L.I.R.M.M., UMR 5506, Université de Montpellier et CNRS, 860 rue de St Priest, Montpellier Cedex 5, F-34392, France.
BMC Bioinformatics. 2016 Jun 16;17(1):237. doi: 10.1186/s12859-016-1103-9.
Next Generation Sequencing (NGS) has dramatically enhanced our ability to sequence genomes, but not to assemble them. In practice, many published genome sequences remain in the state of a large set of contigs. Each contig describes the sequence found along some path of the assembly graph, however, the set of contigs does not record all the sequence information contained in that graph. Although many subsequent analyses can be performed with the set of contigs, one may ask whether mapping reads on the contigs is as informative as mapping them on the paths of the assembly graph. Currently, one lacks practical tools to perform mapping on such graphs.

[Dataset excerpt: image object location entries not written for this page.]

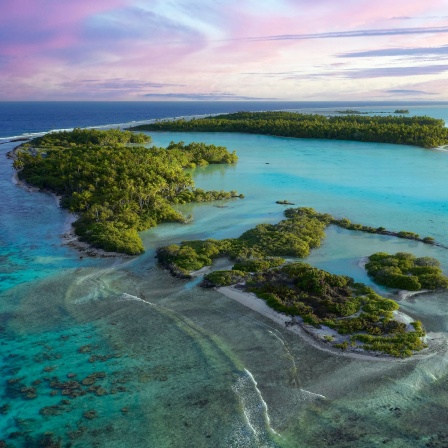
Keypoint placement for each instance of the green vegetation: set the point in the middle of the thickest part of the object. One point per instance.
(419, 131)
(351, 112)
(116, 187)
(284, 202)
(321, 298)
(223, 278)
(298, 289)
(302, 230)
(294, 237)
(405, 271)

Here, we propose a formal definition of mapping on a de Bruijn graph, analyse the problem complexity which turns out to be NP-complete, and provide a practical solution. We propose a pipeline called GGMAP (Greedy Graph MAPping). Its novelty is a procedure to map reads on branching paths of the graph, for which we designed a heuristic algorithm called BGREAT (de Bruijn Graph REAd mapping Tool). For the sake of efficiency, BGREAT rewrites a read sequence as a succession of unitigs sequences. GGMAP can map millions of reads per CPU hour on a de Bruijn graph built from a large set of human genomic reads. Surprisingly, results show that up to 22 % more reads can be mapped on the graph but not on the contig set.
Although mapping reads on a de Bruijn graph is complex task, our proposal offers a practical solution combining efficiency with an improved mapping capacity compared to assembly-based mapping even for complex eukaryotic data.
新一代测序(NGS)极大地提升了我们对基因组进行测序的能力,但在基因组组装方面却并非如此。实际上,许多已发表的基因组序列仍处于大量重叠群的状态。每个重叠群描述了沿着组装图的某些路径所发现的序列,然而,重叠群集合并未记录该图中包含的所有序列信息。尽管可以使用重叠群集合进行许多后续分析,但有人可能会问,将 reads 映射到重叠群上是否与将它们映射到组装图的路径上一样具有信息量。目前,缺乏在这样的图上进行映射的实用工具。
在此,我们提出了在德布鲁因图上进行映射的形式化定义,分析了结果证明是 NP 完全问题的复杂度,并提供了一个实际解决方案。我们提出了一个名为 GGMAP(贪婪图映射)的流程。它的新颖之处在于一种将 reads 映射到图的分支路径上的程序,为此我们设计了一种名为 BGREAT(德布鲁因图 reads 映射工具)的启发式算法。为了提高效率,BGREAT 将一个 reads 序列重写为一系列单重叠群序列。GGMAP 每 CPU 小时可以在由大量人类基因组 reads 构建的德布鲁因图上映射数百万个 reads。令人惊讶的是,结果表明,在图上可以映射的 reads 比在重叠群集合上多 22%。
尽管将 reads 映射到德布鲁因图上是一项复杂的任务,但我们的提议提供了一个实际解决方案,与基于组装的映射相比,即使对于复杂的真核生物数据,也能将效率与改进的映射能力相结合。